CS: One of the inadvertently funny things was at the Christmas party when he opens his present and it’s the game of Monopoly and then his next present is the game of Risk. There was something to that which I just found brilliantly funny.

Greenfield:
(laughs) I’m so glad you said that. It’s funny because at the end, it was too long. I was cutting and I’m like, “Should we cut the game?”

CS: No, no. That’s a great scene. How much stuff do you have left over? Have you already started putting together some idea of what you want to include on the DVD?

Greenfield:
I have not, no. I mean, it was pretty efficient. Actually, I shot less than I did for “Thin,” even though it was over a much longer period, probably about 180, 200 hours of footage.

CS: Oh, that’s not bad.

Greenfield:
It really was pretty efficient. I mean, I think partially because there are a lot of interviews, and partially because it was just kind of life with the Siegels. It would we’d go in for a seven-day period or a three-day period. Also I think my DP Tom Hurwitz is more old school, so he was…

CS: He’d just shoot what you need.

Greenfield:
Yeah. (laughs)

CS: What happened with Versailles? Did they just tear it down?

Greenfield:
No, Versailles is still on the market. They lowered the price $10 million, so now it’s available for $65 (million). It was going into foreclosure at the end of the movie, and Bank of America had put it up for auction.

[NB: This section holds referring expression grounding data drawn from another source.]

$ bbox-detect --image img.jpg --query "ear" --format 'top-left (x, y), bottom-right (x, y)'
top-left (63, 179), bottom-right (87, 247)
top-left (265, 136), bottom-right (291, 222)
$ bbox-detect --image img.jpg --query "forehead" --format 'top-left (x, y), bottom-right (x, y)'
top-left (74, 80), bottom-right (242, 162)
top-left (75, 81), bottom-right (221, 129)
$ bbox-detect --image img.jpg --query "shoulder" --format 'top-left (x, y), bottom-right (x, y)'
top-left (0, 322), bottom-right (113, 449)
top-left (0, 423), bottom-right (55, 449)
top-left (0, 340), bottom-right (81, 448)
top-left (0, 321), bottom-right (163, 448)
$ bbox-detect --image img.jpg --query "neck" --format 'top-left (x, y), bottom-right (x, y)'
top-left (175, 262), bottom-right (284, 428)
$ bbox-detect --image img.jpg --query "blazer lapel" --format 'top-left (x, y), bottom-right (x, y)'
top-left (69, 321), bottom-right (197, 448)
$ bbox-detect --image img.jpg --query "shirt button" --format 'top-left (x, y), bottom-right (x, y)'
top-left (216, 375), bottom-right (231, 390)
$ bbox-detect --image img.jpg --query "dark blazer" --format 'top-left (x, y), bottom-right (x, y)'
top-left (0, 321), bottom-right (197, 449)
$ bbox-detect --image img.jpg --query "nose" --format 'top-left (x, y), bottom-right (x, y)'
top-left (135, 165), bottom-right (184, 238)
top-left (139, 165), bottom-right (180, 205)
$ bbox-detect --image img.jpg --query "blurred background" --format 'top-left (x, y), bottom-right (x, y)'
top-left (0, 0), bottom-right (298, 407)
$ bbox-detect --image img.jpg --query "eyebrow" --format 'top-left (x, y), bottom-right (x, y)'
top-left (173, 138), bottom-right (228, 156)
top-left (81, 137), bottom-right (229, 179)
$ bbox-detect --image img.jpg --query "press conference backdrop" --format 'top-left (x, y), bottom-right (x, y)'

David borrowed a million dollars to stave off the auction six months–that’s where the movie ends. Six months later, they put it up for action again, he borrows $25 million.

CS: So he’s still trying to keep it.

Greenfield:
He’s trying to keep it. They have a big mortgage, so in a way, the story goes on.

The Queen of Versailles opens in New York City at the Angelika and Elinor Monroe Film Centers and in L.A. at the Landmark 12.